On her way back to the van, Carly grabbed some of the unburned refuse from their campfire. She’d hate to leave a mess in such a beautiful place. Maybe they could find a dumpster for it at the next gas station. When she dragged the lawn chair to the van and leaned it against the side panel, she heard someone inside, Megan, calling her name.

“Where the hell are we?” Megan asked, her voice sounding as groggy as she looked. “And please tell me I didn’t drive us here, because I don’t remember a damn thing.”

Carly climbed back up into the passenger seat. “Don’t worry, I think it was Taylor.”
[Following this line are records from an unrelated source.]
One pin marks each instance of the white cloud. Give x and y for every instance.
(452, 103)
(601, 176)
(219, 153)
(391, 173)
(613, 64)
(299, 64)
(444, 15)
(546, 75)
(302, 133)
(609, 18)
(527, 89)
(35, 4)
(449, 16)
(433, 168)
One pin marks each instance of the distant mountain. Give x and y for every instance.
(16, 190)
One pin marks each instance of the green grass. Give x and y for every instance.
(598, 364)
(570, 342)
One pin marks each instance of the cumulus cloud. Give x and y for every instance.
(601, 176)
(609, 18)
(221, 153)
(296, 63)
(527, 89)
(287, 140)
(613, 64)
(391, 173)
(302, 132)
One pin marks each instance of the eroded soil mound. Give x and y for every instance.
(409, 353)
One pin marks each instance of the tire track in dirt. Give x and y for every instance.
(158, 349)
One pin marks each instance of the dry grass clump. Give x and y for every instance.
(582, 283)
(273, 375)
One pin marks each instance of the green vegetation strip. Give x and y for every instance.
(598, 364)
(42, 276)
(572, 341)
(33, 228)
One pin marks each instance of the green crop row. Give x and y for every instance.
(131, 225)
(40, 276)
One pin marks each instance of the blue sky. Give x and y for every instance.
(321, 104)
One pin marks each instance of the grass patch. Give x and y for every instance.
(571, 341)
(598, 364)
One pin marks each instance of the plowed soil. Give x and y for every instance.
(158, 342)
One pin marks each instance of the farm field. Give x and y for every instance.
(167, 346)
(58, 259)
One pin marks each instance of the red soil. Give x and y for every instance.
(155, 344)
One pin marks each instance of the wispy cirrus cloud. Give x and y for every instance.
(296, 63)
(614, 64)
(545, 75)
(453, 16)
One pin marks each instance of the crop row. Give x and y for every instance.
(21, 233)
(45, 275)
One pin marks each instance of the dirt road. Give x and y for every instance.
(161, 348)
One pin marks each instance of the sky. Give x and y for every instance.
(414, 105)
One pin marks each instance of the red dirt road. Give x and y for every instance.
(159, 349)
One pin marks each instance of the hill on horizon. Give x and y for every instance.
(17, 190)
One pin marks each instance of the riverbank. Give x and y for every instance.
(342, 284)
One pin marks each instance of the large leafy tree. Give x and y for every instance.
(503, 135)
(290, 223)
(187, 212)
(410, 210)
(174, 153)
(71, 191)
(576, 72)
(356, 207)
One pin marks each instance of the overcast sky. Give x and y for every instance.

“Thank God,” Megan said, groaning as she turned over in her seat to face Carly, “I feel like there’s wet cement in my head. Every time I move I can feel it, this pressure sliding around.”

“I’m hurtin’ too,” said Carly. “My neck is like. . . .” She very tentatively rotated her neck, just to check whether the pain was still there.

Yep. It was definitely there.

“Well, damn,” said Megan. “Maybe thirty is the cutoff point for being a rock star.”

“It’s hard to say. Don’t most rock stars die before thirty?”

“Speaking of which. . . .” Megan leaned her head back and yelled, “Hey, Taylor, you still alive back there?”

There was no answer.

“Maybe she became a rock star overnight,” said Carly, struggling with her sore neck to turn around. All she could see were Taylor’s sand-covered sneakers.

“So were you able to see the interstate?” asked Megan. “Or do we have to follow tire tracks out of here?”

“No, I saw some lights behind us. We should be okay.”

“Wait,” said Taylor, sounding tense. “What the hell is that?”

“What? I can’t turn around.” All Carly could do was watch the fear wash over Megan’s face. She was looking at something in the rearview mirror. Something horrible. “Meg, what is it?”

“Fuck. . . .”

Carly craned her neck to see in the side mirror, getting a good look at an approaching police cruiser.

She forced herself to take a deep breath. No problem. They’ll be fine.

“Fuck,” Megan muttered again.

“Don’t worry,” said Carly. “It’s cool. Everything’s stashed away. I remember doing that last night.”

“You sure?”

“Totally sure.” She’d stuffed their contraband inside the back panel of her bass amplifier. It was one of the only things she distinctly remembered from the night before. “Just act normal.”